2
votes

TL;DR is it possible to suppress individual Spark logging messages without clobbering all logging?

I'm running a Spark Streaming job on EMR, and getting logging messages like:

17/08/17 21:09:00 INFO TaskSetManager: Finished task 101.0 in stage 5259.0 (TID 315581) in 17 ms on ip-172-31-37-216.ec2.internal (107/120) 17/08/17 21:09:00 INFO MapPartitionsRDD: Removing RDD 31559 from persistence list 17/08/17 21:09:00 INFO DAGScheduler: Job 2629 finished: foreachPartition at StreamingSparkJob.scala:52, took 0.080085 s 17/08/17 21:09:00 INFO DAGScheduler: ResultStage 5259 (foreachPartition at StreamingSparkJob.scala:52) finished in 0.077 s 17/08/17 21:09:00 INFO JobScheduler: Total delay: 0.178 s for time 1503004140000 ms (execution: 0.084 s)

None of which is helpful, at this stage of development, and which masks real logging that is emitted deliberately by my application. I would like to stop Spark from emitting these log messages, or to suppress their recording.

AWS Customer Support, and various answers (e.g.) suggest that this can be achieved by passing some JSON configuration on cluster creation. However, since this is a streaming job (for which the cluster would, ideally, remain up forever and just get redeployed-to), I'd like to find some way to configure this via spark-submit options.

Other responses (e.g., e.g.) suggest that this can be done by submitting a log4j.properties file which sets log4j.rootCategory=WARN, <appender>. However, this link suggests that rootCategory is the same thing as rootLogger, so I would interpret this as limiting all logging (not just Spark's) to WARN - and, indeed, when I deployed a change doing this, that was what was observed.

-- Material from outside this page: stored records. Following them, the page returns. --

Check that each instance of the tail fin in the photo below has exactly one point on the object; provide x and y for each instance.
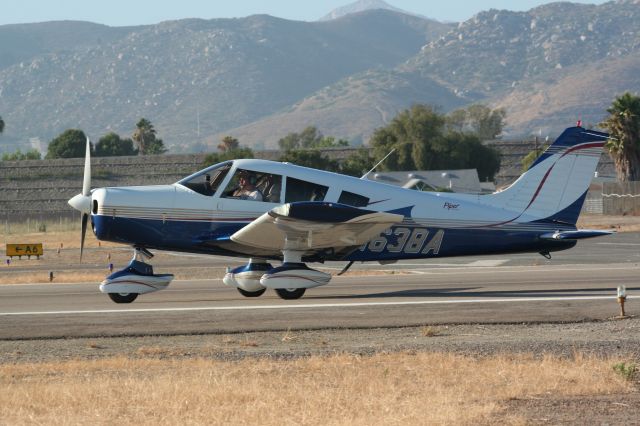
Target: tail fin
(555, 186)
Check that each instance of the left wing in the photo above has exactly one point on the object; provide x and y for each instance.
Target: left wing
(314, 225)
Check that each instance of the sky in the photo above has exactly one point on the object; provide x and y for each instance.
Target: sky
(143, 12)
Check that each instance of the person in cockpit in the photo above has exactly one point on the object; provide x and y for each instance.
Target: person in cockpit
(247, 187)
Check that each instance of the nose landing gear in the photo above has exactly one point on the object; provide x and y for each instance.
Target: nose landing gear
(125, 285)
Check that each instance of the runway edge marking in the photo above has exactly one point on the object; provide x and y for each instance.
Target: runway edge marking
(317, 305)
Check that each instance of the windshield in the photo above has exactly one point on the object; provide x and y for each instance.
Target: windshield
(207, 181)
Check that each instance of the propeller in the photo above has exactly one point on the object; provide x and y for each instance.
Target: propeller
(82, 201)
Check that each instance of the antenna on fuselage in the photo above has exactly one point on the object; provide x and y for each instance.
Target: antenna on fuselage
(364, 176)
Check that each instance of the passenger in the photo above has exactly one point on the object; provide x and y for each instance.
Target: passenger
(246, 187)
(270, 189)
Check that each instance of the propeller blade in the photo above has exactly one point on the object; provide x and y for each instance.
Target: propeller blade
(85, 199)
(86, 182)
(85, 218)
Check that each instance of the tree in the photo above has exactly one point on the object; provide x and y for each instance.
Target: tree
(485, 122)
(358, 163)
(309, 138)
(32, 154)
(413, 133)
(233, 154)
(146, 140)
(424, 139)
(478, 119)
(112, 145)
(69, 144)
(310, 158)
(229, 143)
(623, 124)
(529, 159)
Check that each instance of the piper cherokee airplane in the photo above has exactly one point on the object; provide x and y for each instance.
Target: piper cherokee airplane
(269, 211)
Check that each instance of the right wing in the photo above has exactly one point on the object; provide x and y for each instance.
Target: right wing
(307, 226)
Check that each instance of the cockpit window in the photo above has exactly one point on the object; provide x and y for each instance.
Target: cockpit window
(208, 180)
(300, 190)
(352, 199)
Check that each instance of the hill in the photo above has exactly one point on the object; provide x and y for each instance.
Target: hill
(261, 77)
(223, 73)
(547, 67)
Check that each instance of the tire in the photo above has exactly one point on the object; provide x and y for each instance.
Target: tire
(257, 293)
(123, 297)
(290, 293)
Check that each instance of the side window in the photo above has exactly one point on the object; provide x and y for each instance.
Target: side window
(300, 190)
(351, 199)
(207, 182)
(254, 186)
(270, 186)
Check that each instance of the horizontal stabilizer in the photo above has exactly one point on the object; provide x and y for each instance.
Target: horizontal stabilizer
(575, 235)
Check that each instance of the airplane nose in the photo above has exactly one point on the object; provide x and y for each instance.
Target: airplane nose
(81, 203)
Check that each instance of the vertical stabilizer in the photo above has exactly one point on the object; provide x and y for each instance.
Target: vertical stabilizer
(555, 186)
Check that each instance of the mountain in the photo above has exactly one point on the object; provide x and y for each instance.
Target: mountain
(195, 74)
(361, 6)
(351, 109)
(261, 77)
(23, 42)
(547, 67)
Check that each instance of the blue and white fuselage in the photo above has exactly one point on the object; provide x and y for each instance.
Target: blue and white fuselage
(307, 215)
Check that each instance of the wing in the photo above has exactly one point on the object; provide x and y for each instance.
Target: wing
(314, 225)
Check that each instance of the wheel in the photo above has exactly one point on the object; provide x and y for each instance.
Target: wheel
(257, 293)
(290, 293)
(123, 297)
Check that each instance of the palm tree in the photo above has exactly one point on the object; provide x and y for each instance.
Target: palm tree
(623, 124)
(143, 135)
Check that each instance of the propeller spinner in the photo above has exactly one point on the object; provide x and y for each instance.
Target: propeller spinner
(82, 201)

I note that the final paragraph of here says "Spark uses log4j for logging. You can configure it by adding a log4j.properties file in the conf directory. One way to start is to copy the existing log4j.properties.template located there.". I'm about to experiment with this to see whether this will suppress the INFO logs that fill up our logging. However, this is still not an ideal solution, because there are some INFO logs that Spark emits that are useful - for instance, when it records the number of files that were picked up (from S3) by each streaming iteration. So, what I'd ideally like would be one of:

  • Configuration flags that can be switched to disable specific classes of Spark's logging messages, without suppressing all INFO logs
  • A "suppress all logging that matches this regex" option, which we can update as appropriate to filter out the messages that we're not interested in

Do either of these exist?

(To address a possible response - I'm loath to only emit logs from my own application at WARN and above)

1

1 Answers

2
votes

you could control logs by logger namesparce from log4j.properties, here is an example:

log4j.rootLogger=WARN, console
# add a ConsoleAppender to the logger stdout to write to the console
log4j.appender.console=org.apache.log4j.ConsoleAppender
log4j.appender.console.target=System.out
log4j.appender.console.layout=org.apache.log4j.PatternLayout
# use a simple message format
log4j.appender.console.layout.ConversionPattern=%d{yyyy-MM-dd HH:mm:ss} %-5p %c{1}:%L - %m%n
# set the log level for these components
log4j.logger.org.apache.spark=WARN
log4j.logger.org.spark-project=ERROR
log4j.logger.org.apache.hadoop=ERROR
log4j.logger.io.netty=ERROR
log4j.logger.org.apache.zookeeper=ERROR